Psychedelic Summer Improvisation: Agar Agar
It looks like a charcoal drawing outside and I haven't left the house all day. It's the furthest thing from summer now here in Chicago, but there's something sunshine-y I am excited about:
In August of 2006, I was on a break from touring and visited my dear friend Benjamin Trueblood in North Carolina. It was incredibly hot. At night, warm whisky in coffee mugs guided us down the sidewalk-less streets. Cicadas buzzed as if through a humming amplifier, its tubes glowing like glass suns - or the soft light from quiet windows overlooking overgrown, fragrant lawns. By day, driving with the car windows down was our air conditioning and a Spine Scavenger cassette was our soundtrack. We picked fresh mint for juleps, tried to drive out snakes from the walls of a friend's dusty home, and dove in a quarry with screaming teenagers to wash the heat away.

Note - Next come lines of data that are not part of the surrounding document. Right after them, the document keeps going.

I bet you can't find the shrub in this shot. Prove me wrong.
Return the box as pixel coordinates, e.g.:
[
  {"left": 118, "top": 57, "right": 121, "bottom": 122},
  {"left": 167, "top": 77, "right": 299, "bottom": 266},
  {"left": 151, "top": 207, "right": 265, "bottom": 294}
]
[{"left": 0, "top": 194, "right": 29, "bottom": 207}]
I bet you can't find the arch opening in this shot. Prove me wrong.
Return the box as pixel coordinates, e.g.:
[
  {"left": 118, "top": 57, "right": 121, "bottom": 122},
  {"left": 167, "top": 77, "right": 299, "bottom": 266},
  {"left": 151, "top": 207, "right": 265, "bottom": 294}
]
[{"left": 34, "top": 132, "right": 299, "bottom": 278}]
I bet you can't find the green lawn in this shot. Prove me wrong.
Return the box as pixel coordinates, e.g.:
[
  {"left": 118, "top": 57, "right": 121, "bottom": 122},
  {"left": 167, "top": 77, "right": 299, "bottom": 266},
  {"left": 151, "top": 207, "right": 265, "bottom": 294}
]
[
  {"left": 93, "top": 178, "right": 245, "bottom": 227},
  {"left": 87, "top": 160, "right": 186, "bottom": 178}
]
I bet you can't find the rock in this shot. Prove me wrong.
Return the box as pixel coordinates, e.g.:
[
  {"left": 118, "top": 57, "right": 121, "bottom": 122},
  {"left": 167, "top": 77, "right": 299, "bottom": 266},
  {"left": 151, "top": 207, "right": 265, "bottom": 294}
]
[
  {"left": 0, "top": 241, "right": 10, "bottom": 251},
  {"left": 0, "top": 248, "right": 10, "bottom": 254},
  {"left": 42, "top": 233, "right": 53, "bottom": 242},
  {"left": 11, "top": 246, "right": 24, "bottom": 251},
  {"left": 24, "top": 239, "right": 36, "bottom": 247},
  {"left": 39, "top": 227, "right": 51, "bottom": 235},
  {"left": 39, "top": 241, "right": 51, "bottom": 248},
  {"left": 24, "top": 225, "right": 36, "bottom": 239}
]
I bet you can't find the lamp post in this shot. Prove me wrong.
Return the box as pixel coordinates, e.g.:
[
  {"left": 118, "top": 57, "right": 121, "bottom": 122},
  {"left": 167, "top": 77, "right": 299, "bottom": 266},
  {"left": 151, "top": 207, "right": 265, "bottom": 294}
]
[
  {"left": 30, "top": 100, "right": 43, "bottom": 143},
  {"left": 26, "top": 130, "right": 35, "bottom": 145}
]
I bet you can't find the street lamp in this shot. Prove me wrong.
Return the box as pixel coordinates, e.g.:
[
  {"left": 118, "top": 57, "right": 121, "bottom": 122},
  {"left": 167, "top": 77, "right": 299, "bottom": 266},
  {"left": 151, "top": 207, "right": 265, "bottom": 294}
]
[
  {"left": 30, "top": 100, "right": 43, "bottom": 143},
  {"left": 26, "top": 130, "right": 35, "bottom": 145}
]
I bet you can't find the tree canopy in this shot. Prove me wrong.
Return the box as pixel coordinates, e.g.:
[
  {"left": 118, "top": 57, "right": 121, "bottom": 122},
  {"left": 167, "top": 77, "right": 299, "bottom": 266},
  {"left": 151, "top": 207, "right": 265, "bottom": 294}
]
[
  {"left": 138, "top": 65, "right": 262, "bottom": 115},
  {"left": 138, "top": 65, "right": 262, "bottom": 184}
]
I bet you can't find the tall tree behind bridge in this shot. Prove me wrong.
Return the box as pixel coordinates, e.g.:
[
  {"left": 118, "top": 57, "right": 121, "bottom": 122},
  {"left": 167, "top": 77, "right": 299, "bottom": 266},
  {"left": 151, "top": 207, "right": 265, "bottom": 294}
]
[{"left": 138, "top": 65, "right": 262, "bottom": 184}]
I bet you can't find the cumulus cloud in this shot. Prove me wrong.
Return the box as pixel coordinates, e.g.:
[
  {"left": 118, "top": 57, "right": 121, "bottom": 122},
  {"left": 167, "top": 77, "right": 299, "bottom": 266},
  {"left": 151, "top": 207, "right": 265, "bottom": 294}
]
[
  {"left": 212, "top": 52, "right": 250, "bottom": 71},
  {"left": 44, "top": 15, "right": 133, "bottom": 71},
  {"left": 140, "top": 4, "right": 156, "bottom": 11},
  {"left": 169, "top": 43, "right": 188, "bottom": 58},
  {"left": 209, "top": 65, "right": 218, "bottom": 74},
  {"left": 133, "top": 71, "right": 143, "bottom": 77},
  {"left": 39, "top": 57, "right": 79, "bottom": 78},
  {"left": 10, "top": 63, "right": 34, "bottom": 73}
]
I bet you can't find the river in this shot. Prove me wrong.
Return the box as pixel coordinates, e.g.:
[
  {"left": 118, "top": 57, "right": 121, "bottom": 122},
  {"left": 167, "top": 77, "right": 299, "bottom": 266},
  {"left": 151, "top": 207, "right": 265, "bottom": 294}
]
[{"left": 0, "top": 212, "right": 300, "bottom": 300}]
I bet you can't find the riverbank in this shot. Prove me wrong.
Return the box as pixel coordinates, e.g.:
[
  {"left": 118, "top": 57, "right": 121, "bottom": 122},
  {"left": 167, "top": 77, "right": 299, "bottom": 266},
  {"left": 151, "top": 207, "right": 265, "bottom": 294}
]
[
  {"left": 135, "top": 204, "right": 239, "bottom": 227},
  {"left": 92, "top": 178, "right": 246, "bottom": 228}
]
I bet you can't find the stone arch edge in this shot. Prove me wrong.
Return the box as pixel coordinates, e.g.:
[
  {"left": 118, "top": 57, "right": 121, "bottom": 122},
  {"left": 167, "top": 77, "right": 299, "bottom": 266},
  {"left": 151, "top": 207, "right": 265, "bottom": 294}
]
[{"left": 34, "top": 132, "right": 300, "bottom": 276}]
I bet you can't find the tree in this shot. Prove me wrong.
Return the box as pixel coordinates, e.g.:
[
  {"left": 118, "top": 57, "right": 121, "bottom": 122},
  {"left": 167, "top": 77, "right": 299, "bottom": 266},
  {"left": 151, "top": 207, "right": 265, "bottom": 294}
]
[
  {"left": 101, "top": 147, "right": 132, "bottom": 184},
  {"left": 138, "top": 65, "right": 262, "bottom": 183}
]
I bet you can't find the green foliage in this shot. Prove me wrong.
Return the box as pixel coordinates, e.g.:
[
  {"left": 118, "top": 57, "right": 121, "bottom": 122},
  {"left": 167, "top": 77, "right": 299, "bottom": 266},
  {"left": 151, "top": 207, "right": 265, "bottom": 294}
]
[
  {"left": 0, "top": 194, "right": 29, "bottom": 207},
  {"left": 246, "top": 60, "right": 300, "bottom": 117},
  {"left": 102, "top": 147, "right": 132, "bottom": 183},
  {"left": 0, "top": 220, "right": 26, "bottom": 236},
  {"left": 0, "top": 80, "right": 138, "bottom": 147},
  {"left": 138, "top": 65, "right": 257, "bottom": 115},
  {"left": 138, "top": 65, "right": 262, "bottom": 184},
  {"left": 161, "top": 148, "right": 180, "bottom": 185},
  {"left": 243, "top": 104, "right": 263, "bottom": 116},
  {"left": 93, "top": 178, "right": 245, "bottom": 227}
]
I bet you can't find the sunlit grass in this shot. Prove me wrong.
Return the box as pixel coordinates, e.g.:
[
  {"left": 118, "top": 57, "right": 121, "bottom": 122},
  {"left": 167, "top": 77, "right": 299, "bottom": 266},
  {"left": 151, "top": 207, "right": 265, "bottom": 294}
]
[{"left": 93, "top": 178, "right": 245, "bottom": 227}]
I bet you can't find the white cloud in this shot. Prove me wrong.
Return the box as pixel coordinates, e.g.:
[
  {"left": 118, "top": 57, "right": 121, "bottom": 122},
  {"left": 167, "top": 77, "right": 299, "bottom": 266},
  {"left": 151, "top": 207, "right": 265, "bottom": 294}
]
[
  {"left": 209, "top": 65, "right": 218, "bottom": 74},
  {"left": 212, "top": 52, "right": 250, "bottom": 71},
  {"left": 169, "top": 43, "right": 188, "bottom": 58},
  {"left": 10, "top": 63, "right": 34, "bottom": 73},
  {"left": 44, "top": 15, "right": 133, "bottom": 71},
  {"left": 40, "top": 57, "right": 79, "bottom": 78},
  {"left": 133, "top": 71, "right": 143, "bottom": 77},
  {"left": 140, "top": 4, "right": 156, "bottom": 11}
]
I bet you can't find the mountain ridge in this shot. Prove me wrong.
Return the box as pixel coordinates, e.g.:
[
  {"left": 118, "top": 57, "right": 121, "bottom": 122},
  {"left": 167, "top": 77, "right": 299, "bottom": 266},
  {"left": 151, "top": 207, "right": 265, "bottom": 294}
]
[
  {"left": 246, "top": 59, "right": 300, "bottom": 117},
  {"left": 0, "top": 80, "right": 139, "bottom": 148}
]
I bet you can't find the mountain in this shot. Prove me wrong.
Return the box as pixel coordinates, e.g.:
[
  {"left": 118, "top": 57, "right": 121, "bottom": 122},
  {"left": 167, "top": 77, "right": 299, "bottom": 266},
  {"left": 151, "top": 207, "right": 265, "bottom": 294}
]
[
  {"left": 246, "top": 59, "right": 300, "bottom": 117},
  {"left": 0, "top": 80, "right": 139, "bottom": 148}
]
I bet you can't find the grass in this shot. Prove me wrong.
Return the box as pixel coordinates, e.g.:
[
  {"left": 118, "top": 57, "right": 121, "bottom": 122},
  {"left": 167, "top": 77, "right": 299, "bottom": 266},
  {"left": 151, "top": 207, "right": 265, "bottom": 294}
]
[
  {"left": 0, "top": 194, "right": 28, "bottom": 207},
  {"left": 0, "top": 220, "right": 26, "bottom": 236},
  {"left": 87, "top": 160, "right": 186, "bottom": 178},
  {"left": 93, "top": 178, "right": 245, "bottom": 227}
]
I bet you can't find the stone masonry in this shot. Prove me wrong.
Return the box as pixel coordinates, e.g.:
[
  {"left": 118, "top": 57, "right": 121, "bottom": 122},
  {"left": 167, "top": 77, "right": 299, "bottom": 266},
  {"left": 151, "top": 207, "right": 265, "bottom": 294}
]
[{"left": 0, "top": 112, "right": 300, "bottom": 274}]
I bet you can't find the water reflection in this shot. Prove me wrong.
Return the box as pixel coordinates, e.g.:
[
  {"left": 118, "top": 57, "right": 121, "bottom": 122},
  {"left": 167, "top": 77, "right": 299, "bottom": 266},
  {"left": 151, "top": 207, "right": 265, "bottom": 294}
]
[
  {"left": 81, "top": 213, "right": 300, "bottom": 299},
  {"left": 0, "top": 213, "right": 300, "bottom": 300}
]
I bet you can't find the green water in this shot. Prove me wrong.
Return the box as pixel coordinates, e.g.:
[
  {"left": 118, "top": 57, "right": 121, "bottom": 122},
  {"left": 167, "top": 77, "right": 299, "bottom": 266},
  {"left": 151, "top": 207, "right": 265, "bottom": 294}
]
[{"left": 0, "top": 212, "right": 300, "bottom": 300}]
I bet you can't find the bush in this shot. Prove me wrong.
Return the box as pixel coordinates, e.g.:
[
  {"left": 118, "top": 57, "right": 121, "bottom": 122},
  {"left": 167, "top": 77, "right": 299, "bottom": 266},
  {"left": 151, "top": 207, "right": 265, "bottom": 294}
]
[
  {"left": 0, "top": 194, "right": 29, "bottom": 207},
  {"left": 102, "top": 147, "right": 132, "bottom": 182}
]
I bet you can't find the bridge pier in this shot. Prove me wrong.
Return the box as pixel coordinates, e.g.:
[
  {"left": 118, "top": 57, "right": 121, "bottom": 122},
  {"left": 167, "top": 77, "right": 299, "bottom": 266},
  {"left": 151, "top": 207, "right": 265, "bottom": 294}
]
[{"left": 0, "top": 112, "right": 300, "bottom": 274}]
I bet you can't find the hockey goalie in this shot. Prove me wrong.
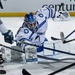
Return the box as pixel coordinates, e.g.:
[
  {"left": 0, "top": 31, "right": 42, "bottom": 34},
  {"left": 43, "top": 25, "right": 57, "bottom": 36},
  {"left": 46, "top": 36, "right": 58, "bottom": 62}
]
[{"left": 12, "top": 4, "right": 70, "bottom": 61}]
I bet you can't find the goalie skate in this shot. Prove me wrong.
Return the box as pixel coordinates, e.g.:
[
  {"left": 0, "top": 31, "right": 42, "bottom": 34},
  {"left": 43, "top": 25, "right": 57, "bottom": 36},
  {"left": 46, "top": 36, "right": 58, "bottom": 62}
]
[{"left": 25, "top": 45, "right": 37, "bottom": 63}]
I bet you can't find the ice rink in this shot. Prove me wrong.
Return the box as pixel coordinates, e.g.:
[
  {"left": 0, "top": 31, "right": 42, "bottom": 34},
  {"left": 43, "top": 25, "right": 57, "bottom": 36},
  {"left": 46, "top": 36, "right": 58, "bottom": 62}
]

One evening, we wandered to Ben's friend Wiley's house who I had never met. He and his friend William had set up a makeshift studio in the living room. There were guitars, colorful effects pedals, a bass, a drum set with a host of jangly percussion and pans surrounding it on the carpet, and cables winding to microphones and towering speakers. Ben had brought his loop pedal and field recordings captured on his micro cassette recorder, and in the fridge was Yerba Mate soda we mixed with whisky and ice.
I sat down on the drums, instruments were slung over shoulders, Ben knelt on the floor and cued up indescribable sounds to echo and filter through tiny knobs, and someone pressed "record". This is the vestige of that summer night's improvisation, now a limited-edition, hand-numbered release on Ben's Blastocoel Sound.